Los sonidos de la ciudad
Cuando María, la protagonista de “La noche buena”, padece un ataque de pánico en el centro de la ciudad, se disparan en ellas sensaciones vinculadas con el entorno que la rodea. Estas sensaciones se describen mediante distintas imágenes sensoriales, sobre todo, auditivas: “Le entraron ganas de regresarse, pero alguien la empujó hacia el centro y los oídos se le llenaban más y más de ruido” (136). Estar allí la atemoriza y le provoca mucha ansiedad, lo cual se ve reflejado en la forma en la que se amplifican los sonidos:
Oía el movimiento y el pitido de los trenes y esto la desconcertaba. No se animaba a cruzar los rieles. Parecía que cada vez que se animaba se oía el pitido de un tren y se volvía a su lugar […]. Las aceras estaban repletas de gente y se le empezaban a llenar los oídos de ruido, un ruido que después de entrar no quería salir (136).

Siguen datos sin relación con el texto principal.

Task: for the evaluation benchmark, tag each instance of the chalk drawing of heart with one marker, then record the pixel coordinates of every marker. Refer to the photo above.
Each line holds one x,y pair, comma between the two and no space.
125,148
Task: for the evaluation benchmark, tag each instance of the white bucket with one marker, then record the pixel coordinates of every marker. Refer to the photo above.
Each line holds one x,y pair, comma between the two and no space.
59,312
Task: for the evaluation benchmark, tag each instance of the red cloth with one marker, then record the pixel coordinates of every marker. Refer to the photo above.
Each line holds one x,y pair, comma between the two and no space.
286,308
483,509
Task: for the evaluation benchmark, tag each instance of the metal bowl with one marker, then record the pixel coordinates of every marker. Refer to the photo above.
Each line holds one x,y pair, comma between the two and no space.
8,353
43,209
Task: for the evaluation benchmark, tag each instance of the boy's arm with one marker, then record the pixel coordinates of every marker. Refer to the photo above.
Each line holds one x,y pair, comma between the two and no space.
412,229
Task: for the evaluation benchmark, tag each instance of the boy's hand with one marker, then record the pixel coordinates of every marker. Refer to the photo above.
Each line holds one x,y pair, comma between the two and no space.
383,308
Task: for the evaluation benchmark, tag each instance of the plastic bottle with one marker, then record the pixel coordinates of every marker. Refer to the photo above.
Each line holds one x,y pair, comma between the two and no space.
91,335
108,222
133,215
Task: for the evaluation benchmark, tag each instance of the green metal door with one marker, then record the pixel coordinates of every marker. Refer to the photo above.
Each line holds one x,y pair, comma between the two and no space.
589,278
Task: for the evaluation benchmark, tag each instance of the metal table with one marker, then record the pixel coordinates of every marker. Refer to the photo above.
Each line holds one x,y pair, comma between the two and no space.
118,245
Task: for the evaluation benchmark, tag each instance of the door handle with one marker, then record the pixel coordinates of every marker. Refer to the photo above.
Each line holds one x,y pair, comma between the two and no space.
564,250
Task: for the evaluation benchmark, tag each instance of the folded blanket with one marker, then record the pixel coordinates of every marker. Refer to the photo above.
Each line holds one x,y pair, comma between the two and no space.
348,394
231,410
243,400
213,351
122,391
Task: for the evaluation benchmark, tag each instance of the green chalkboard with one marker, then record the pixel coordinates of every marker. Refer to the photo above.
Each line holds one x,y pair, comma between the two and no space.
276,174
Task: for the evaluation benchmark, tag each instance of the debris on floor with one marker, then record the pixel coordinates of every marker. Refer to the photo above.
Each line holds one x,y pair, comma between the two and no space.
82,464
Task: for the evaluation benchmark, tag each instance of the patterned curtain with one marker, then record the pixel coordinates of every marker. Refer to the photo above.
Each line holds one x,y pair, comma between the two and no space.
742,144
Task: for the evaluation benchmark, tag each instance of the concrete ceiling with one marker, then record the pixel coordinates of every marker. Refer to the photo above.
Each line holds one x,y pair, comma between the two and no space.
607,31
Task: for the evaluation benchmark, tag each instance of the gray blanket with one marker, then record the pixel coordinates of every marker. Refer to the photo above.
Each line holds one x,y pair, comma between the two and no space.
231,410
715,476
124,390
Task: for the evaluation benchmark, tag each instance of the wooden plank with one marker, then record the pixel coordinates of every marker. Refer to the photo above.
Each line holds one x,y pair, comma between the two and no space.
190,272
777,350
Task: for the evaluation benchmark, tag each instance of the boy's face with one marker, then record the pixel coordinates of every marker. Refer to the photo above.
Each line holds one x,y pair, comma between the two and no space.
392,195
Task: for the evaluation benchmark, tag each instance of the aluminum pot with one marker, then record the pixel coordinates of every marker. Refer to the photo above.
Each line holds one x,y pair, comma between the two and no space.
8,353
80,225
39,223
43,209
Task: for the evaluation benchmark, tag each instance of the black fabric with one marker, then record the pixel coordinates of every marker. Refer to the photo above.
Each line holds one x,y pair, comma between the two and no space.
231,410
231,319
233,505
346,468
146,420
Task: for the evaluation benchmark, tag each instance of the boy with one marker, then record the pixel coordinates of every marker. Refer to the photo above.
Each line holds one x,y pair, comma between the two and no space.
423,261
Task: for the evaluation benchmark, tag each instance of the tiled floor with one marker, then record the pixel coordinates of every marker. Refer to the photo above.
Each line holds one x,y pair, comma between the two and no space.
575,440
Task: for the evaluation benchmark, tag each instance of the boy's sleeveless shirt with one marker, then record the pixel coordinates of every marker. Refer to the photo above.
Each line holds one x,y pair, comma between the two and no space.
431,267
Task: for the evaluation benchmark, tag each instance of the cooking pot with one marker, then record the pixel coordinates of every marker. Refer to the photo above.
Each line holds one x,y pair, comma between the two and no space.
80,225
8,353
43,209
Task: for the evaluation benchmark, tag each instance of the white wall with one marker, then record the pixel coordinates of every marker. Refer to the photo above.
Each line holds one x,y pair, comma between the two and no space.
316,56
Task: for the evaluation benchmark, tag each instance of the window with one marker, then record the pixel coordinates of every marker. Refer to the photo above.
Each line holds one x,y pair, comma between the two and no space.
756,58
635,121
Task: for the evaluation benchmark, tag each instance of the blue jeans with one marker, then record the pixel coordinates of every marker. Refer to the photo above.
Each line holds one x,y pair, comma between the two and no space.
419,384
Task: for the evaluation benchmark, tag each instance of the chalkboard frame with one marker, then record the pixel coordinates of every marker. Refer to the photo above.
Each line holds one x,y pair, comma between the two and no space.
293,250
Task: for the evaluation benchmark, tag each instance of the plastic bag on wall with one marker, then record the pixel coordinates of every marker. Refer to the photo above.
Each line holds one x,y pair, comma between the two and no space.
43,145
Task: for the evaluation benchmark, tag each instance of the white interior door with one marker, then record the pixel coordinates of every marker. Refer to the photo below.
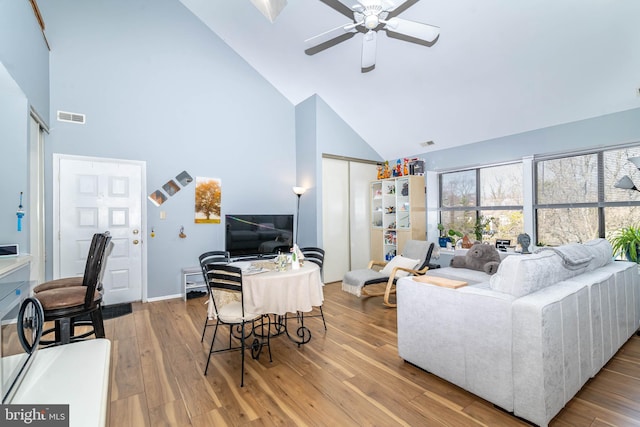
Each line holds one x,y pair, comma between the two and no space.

A medida que el miedo de la mujer aumenta, el sonido real de las cosas que la rodean se torna fantástico e hiperbólico, al punto de que comienzan a emitir sonidos objetos inanimados:
El ruido y la apretura de la gente era peor. Le entró más miedo y ya lo único que quería era salirse de la tienda, pero ya no veía la puerta. Sólo veía cosas sobre cosas, gente sobre gente. Hasta oía hablar a las cosas (137).
El asesinato del niño
Una imagen cruenta, por la violencia ejercida sobre la víctima y los distintos símiles utilizados, es la del asesinato del chico en “Los niños no se aguantaron”. Cuando el niño es descubierto por el patrón de la finca mientras toma agua del estanque para las vacas, el hombre se propone asustarlo en una actividad que se asemeja a una cacería: “Se arrastró por el suelo hasta que consiguió la carabina” (80). Así, cual cazador en busca de su presa a la que va a tomar en cuanto esté desprevenida, se acerca con la intención de dar un disparo y asustarlo. Sin embargo, la bala que dispara impacta en la cabeza del menor, por lo que, tras apretar el gatillo, solo ve “al niño con el agujero en la cabeza” (ibid.). En lugar de escapar, como los animales que acostumbra cazar el hombre, el pobre niño queda tendido en el agua, que se tiñe de color rojo: “Ni saltó como los venados, sólo se quedó en el agua como un trapo sucio y el agua empezó a empaparse de sangre” (ibid.).
El coito de los amantes
En “La primera comunión”, el niño, a minutos de obtener el sacramento de la comunión y mientras espera que abra la iglesia, ve por la ventana de un local aledaño una escena que lo aturde: se trata de dos personas desnudas y entrelazadas sobre el suelo, que mantienen relaciones sexuales, ríen y gimen placenteramente: “Estaban desnudos y bien abrazados en el piso sobre unas camisas y vestidos” (116). El protagonista del relato ve la imagen a través de un marco: “Me asomé por la ventanita que tenía la puerta. Ellos no me vieron pero yo sí” (ibid.). Esa imagen no se le quita de la mente en toda la historia: “No se me quitaba de la vista aquella mujer y aquel hombre en el piso” (ibid.). Horas después, esa imagen sigue volviendo reiterativamente a su mente.
El accidente de tránsito
En la décima viñeta, un accidente de tránsito con consecuencias fatales se anuncia en el pueblo por los diferentes sonidos que emanan de los transportes, conducidos por personal de seguridad y de salud, que acuden al rescate: “Se oyó primero el pitido del tanque del agua, después se oyeron las apagadoras y luego al ratito la ambulancia” (131).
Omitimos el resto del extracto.